Well, I’m bored, so I figured I’d spill the beans on a project I’ve been keeping under wraps for a while.
I’ve been working on getting everything about the portage tree into postgresql so you can run all kinds of queries. What kinds of queries? How many ebuilds use eclass ‘eutils’ and USE flag ‘alsa’ and are in ‘video’ herd and amd64 is masked but x86 isn’t. That kind. Funky ones.
I must say, I really love postgresql even though I haven’t been using it regularly for a long time, I’m quickly getting back into it. The simplicity, the standards, the power, the tools … postgres has it all. Ahh, fanboyism.

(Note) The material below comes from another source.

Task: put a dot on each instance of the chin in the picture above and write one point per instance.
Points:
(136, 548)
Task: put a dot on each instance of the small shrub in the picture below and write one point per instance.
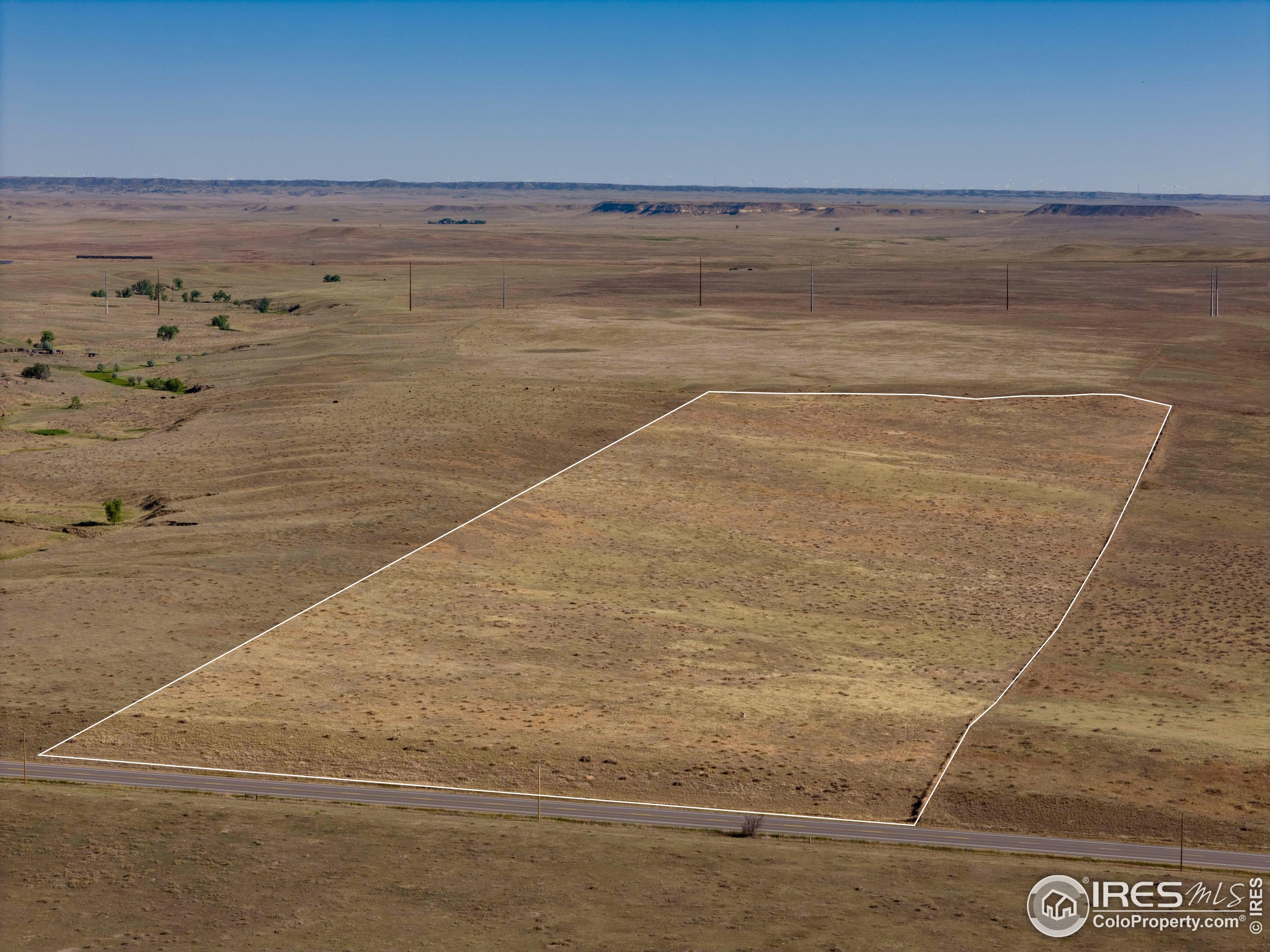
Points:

Anyway, getting the details of the ebuilds was made incredibly easy thanks to marienz and ferringb and their work on pkgcore (and a custom python script). After that, it was just a matter of parsing the information and setting up the schemas. My importer is written in PHP and the class to import / read the data is still in its slightly butt-ugly stage. It can use some cleaning up, for sure. The database layout is going to be where the real optimizations are though. I’m going to work on setting up some good views so it will be easy to query. Right now, here’s the list of tables I have setup: arch, category, ebuild, ebuild_arch, ebuild_eclass, ebuild_homepage, ebuild_license, ebuild_use, eclass, eclass_use, herd, license, package and use. All of them can already be populated by the scripts except for eclass_use and herd. I haven’t setup the dependency ones yet, though that’ll be pretty simple too.
So there’s my big announcement. Woots. I’m working on creating the SQL to import everything right now (which takes a long time), and once that’s done, I’ll throw up a db dump somewhere. There’s still lots to be done, like finishing the import scripts and setting up some webpages to browse the tree, but it shouldn’t be too hard. I’m definately over the worst of it.